Abstimmung über EU-Gesetz zur Netzneutralität Sorge vor Zweiklassensystem im Internet

Stand: 03.04.2014 01:42 Uhr

Für Internet-Aktivisten steht die Zukunft der digitalen Welt auf dem Spiel, wenn das Europaparlament heute über ein neues Gesetz für den Telekommunikationsmarkt abstimmt. Darin geht es auch um die Netzneutralität, die viele in Gefahr sehen.

Von Christian Feld, ARD Berlin

Von Christian Feld, ARD-Europastudio Brüssel

"Am 3. April wird über die Zukunft des Internets abgestimmt", sagt Thomas Lohninger von der Organisation EDRi, die sich für Bürgerrechte in der digitalen Welt einsetzt. "Verlieren wir diese Abstimmung, verlieren wir auch den Lebensraum Internet mit seinen Zukunftschancen für Demokratie, Wirtschaft und Wissensgesellschaft." Es sind große Worte, mit denen über ein geplantes EU-Gesetz für einen einheitlichen Telekommunikationsmarkt gestritten wird. Das soll zum Beispiel die Roaming-Gebühren für Handy-Nutzung im Ausland bis Ende 2015 ganz abschaffen. In dem Gesetz - und da wird es kontrovers - geht es aber auch um die so genannte Netzneutralität.

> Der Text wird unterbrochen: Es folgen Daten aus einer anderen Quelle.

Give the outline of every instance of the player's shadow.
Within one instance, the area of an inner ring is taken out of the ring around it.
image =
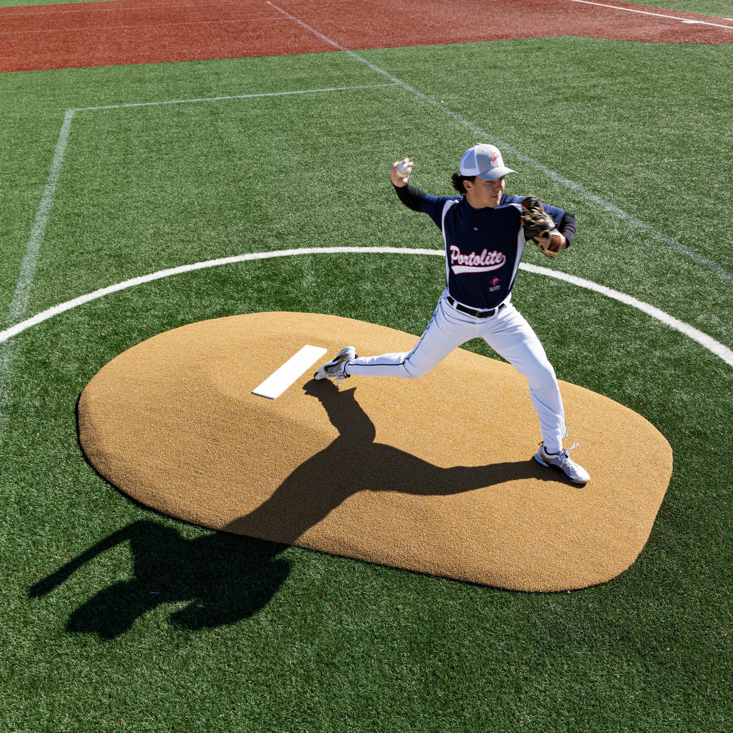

Was verbirgt sich dahinter? Wenn wir im Netz surfen, eine Mail verschicken oder ein Video anschauen, dann werden dabei Datenpakete über die Leitungen hin und her geschickt. Zu den Grundprinzipien des Internet zählt, dass alle Daten gleich behandelt werden, egal ob sie von einem Giganten wie Youtube oder einem kleinen Blog kommen. Diese Form der Netzneutralität sehen manche jetzt in Gefahr.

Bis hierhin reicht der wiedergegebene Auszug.